Walter White, executive secretary of the NAACP, wasn’t crazy about the difference she was making. White believed McDaniel was helping to propagate Aunt Jemima stereotypes and steered a national campaign, as Jenkins puts it, “to get that rag off her head.”
“By around 1947, she couldn’t get a film,” Sorkin says. Though McDaniel was chummy with plenty of Hollywood elite, bad press made it easier to bury McDaniel than to keep her onscreen. (She eventually landed her own radio comedy, The Beulah Show.)
Jenkins is a uniquely qualified interpreter for McDaniel’s story. Like the woman she plays, she’s no stranger to controversy over the iconography of the Big Black Lady, the context of which has obviously changed in the succeeding decades. Last year Chicago audiences saw her on the last leg of the pre-Broadway tour of Martin Short: Fame Becomes Me, a hodgepodge satire of all varieties of American musicals. Jenkins’s number “A Big Black Lady Stops the Show” was written especially for her by Marc Shaiman and Scott Wittman.
Stealing Short’s own good-natured vanity project out from under him, Jenkins was the evening’s highlight with a song that skewered the theatrical tradition of including a token gospel number as a roof-raising novelty in shows that have no other trace of African-American interests.
It was the ballsiest element of Short show, but one Jenkins was anxious to take on. “Just before I got called in for Fame Becomes Me, I had said to my agent that I just couldn’t go to any more auditions where I was being called in to do the obligatory big-mama gospel number,” Jenkins says. “And then I got to do a song that made fun of that exact situation.”

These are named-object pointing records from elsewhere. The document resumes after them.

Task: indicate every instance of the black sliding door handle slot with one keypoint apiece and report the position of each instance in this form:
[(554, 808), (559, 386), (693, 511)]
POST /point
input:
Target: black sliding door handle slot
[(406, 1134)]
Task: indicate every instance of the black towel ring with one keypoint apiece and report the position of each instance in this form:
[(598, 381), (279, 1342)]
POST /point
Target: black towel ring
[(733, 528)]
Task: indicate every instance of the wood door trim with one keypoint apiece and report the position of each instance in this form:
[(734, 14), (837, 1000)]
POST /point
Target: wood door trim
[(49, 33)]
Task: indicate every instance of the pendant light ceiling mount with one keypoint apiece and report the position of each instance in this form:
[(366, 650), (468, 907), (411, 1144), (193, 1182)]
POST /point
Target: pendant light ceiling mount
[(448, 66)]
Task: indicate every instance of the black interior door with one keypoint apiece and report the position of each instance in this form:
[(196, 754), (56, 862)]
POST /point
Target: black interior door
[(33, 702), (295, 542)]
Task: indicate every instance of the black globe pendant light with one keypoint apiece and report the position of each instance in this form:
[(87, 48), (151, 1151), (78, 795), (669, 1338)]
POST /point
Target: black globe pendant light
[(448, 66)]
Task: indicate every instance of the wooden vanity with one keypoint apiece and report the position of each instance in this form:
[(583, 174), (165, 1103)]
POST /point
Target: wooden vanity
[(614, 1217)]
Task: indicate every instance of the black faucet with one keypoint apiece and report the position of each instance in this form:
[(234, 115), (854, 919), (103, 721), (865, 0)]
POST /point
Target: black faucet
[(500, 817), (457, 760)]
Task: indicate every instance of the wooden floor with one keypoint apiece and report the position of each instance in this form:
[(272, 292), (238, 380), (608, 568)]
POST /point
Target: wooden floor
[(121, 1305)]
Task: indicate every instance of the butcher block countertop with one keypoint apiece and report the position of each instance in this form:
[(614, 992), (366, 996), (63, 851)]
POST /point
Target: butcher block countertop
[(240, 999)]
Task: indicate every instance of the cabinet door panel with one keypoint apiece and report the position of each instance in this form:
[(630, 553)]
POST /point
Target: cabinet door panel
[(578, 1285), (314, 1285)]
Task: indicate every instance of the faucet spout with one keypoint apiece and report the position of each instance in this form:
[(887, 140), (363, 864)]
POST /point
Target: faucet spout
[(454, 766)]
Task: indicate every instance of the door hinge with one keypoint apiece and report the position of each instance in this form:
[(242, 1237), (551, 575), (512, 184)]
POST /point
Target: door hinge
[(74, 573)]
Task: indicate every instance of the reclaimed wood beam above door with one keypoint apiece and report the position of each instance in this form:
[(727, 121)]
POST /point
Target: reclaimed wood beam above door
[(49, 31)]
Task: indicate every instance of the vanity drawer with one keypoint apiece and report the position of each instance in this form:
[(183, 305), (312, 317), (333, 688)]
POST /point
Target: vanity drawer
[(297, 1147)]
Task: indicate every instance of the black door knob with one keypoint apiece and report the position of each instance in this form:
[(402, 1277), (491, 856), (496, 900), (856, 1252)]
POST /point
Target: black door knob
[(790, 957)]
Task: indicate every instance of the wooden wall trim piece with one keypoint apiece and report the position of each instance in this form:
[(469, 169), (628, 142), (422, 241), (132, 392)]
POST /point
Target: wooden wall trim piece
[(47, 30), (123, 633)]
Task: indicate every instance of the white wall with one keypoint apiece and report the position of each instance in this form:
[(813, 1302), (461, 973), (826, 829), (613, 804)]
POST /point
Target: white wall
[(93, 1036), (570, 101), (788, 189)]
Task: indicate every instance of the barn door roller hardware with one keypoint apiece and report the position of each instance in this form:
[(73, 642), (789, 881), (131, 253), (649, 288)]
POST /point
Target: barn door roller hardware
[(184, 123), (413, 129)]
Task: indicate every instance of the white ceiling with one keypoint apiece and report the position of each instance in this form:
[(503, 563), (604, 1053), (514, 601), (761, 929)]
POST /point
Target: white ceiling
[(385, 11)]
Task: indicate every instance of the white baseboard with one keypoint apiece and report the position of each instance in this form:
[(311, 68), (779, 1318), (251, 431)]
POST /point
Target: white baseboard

Her widely admired performance in Fame Becomes Me led directly to her Hattie role. (“I was so nervous,” she recalls, “because it was my first-ever solo play.”) Jenkins admits she knew little of McDaniel before taking the role. “I’d never even seen Gone With the Wind all the way through,” she sheepishly admits. Subsequently immersing herself in all things McDaniel, she’s since found herself drawn to a woman who, unlike Jenkins, rarely got to have a say about the portrayal of black women.
As Jenkins notes, “The only thing she really said was ‘I’d rather play a maid than be one.’ ”
(mis)Understanding Mammy plays the Humanities Festival Sunday 28.